Big players such as Swiss Re plan to offer farmers in Africa, Asia and other emerging markets insurance products linked to weather indexes.

  • Katie Gilbert

Wagering on the weather might become a global business. Just ask the Climate Corp., an underwriter of insurance plans for farmers. The San Francisco–based firm raised some $110 million from Google Ventures, Khosla Ventures, New Enterprise Associates and more than a dozen other investors after it launched in 2007. But the real sign that the Climate Corp. is onto something came last November, when Monsanto, the U.S. agriculture biotech giant, acquired it for nearly $1 billion.

Farmers everywhere need help to cope with the effects of climate change. Back in 2009 the U.S. Global Change Research Program, a government umbrella group that coordinates federal research on climate change, noted that extreme weather events linked to the phenomenon had already begun to hamper agricultural yields in many regions worldwide. Starting in the 2030s, rising temperatures will shrink yields by 2 percent each decade through the end of the century, according to a March report by the United Nations’ Intergovernmental Panel on Climate Change.

So far, the Climate Corp. has focused on farmers in the U.S., where its profits are healthy but government-subsidized crop insurance keeps its growth in check, says director of product development Cameron Norgate. There’s huge opportunity in other parts of the world, Norgate notes. “Many emerging markets have little or no crop insurance offerings because governments haven’t helped to develop these markets,” he says. “There’s potential to rapidly deploy.”

Index-based crop insurance could be a good fit in developing countries, Norgate explains. Payouts are triggered by a regional deviation from a weather index, such as one that measures rainfall. As Norgate points out, index-based insurance is easily scalable because its reliance on weather data means that providers don’t have to send claims adjusters into the field.

The Climate Corp. plans to expand to South America, where crops and farming practices are most similar to those in the U.S., within the next year and eventually to India and Africa. Other insurers are showing plenty of interest in teaming up with the firm, Norgate says.

Nonprofits and development agencies like the World Bank Group’s International Finance Corp. and the Syngenta Foundation, which is backed by Swiss agribusiness Syngenta, have been establishing index-based insurance markets in Africa, Asia and South America for nearly a decade.

From 2009 through the end of last year, says the IFC’s Global Index Insurance Facility, it and its grantees insured 644,329 farmers, for a total portfolio of $119 million, and paid out $9.75 million to clients.
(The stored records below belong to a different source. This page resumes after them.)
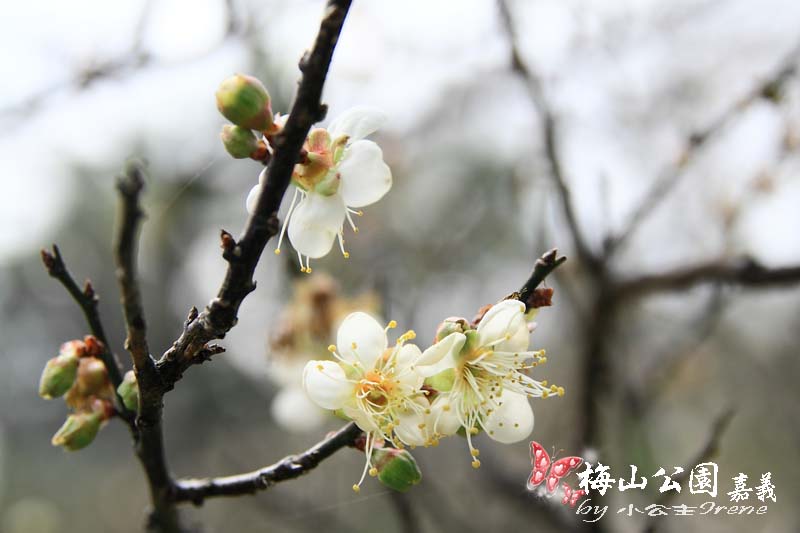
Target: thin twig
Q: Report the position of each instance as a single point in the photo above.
(549, 133)
(198, 490)
(87, 300)
(544, 266)
(709, 450)
(221, 313)
(671, 176)
(150, 442)
(744, 271)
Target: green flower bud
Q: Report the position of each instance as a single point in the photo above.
(396, 469)
(128, 390)
(78, 431)
(453, 324)
(240, 142)
(92, 377)
(443, 381)
(245, 101)
(58, 376)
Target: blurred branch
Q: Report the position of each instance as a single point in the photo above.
(549, 127)
(669, 178)
(221, 313)
(709, 450)
(291, 467)
(744, 271)
(87, 300)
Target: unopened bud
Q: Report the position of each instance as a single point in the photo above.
(240, 142)
(92, 377)
(128, 390)
(58, 376)
(450, 325)
(245, 101)
(78, 431)
(397, 469)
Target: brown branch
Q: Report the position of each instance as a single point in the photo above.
(744, 271)
(549, 133)
(671, 176)
(221, 313)
(544, 266)
(709, 450)
(150, 442)
(87, 300)
(197, 490)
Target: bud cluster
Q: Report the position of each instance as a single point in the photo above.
(79, 375)
(246, 103)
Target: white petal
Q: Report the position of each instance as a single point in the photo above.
(365, 177)
(408, 430)
(505, 319)
(512, 421)
(326, 384)
(441, 355)
(366, 334)
(252, 198)
(406, 358)
(357, 123)
(361, 419)
(293, 410)
(315, 223)
(443, 418)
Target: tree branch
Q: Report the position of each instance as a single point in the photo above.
(221, 313)
(291, 467)
(548, 126)
(743, 271)
(709, 450)
(546, 264)
(150, 441)
(87, 300)
(669, 178)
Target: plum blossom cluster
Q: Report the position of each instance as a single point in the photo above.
(474, 378)
(339, 170)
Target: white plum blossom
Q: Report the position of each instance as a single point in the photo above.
(484, 370)
(379, 387)
(342, 171)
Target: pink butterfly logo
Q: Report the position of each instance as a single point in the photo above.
(543, 470)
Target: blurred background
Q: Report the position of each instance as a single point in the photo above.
(654, 143)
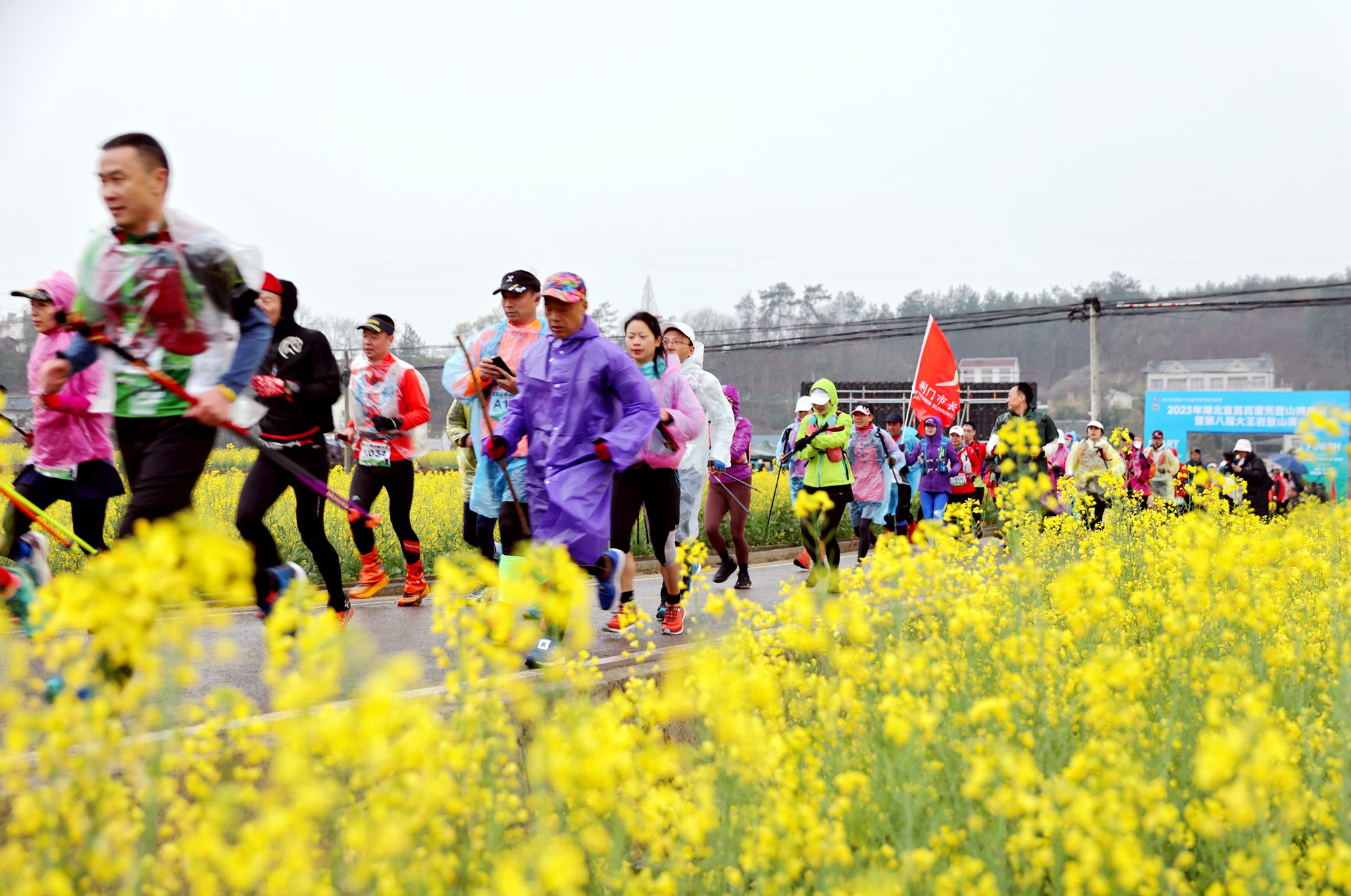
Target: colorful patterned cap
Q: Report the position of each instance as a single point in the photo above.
(565, 288)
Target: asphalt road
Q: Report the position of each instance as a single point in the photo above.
(382, 629)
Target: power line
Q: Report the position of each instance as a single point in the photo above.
(910, 325)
For-profit enterprises are the next step: In June the Syngenta Foundation spun off its index insurance program for small-scale African farmers into ACRE, a Nairobi, Kenya–based insurer and adviser.

For big insurance companies, the promise of using index insurance to enter emerging markets outweighs the possible risks. In September, Alexandre Scherer, CEO of AXA Insurance Co., a division of French insurance and asset management giant AXA Group, talked up the opportunities during a Climate Week panel discussion at New York’s Barnard College. At the start of Climate Week, AXA and the World Bank announced a deal to invest jointly in building the index insurance market in emerging regions.

Swiss Re, the world’s second-largest reinsurer, is equally bullish on index offerings. “Our aim is to create new markets,” Paula Pagniez, the $215 billion firm’s senior microinsurance specialist, said at the same event.

Daniel Osgood, lead scientist for the financial instruments sector team at Columbia University’s International Research Institute for Climate and Society, has worked on index insurance impact assessments led by Oxfam America. He admits that this nascent market has potential pitfalls. For instance, insurance might prove too costly for farmers or encourage them to relocate to floodplains in an effort to collect benefits.

Still, Osgood believes index insurance could offer vital protection. An early Oxfam impact assessment in Ethiopia’s Tigray region showed that when farmers earning about $20 a month paid between $20 and $40 in insurance from 2009 to 2012, their wealth grew by an average total of $150 during that period. Osgood and his colleagues believe this improvement stems from insured farmers’ access to credit. As a result, they can afford better seeds and other inputs and avoid the so-called poverty trap — the need to sell off assets like oxen because of a bad yield, thereby putting themselves in a deficit for the next year. “We think the benefit comes from a combination of people moving forward and people not falling back,” Osgood says.

It’s important to keep scaling the index insurance market by pulling in major financial firms and investors, he adds: “If you’re doing anything meaningful, you are taking chances.”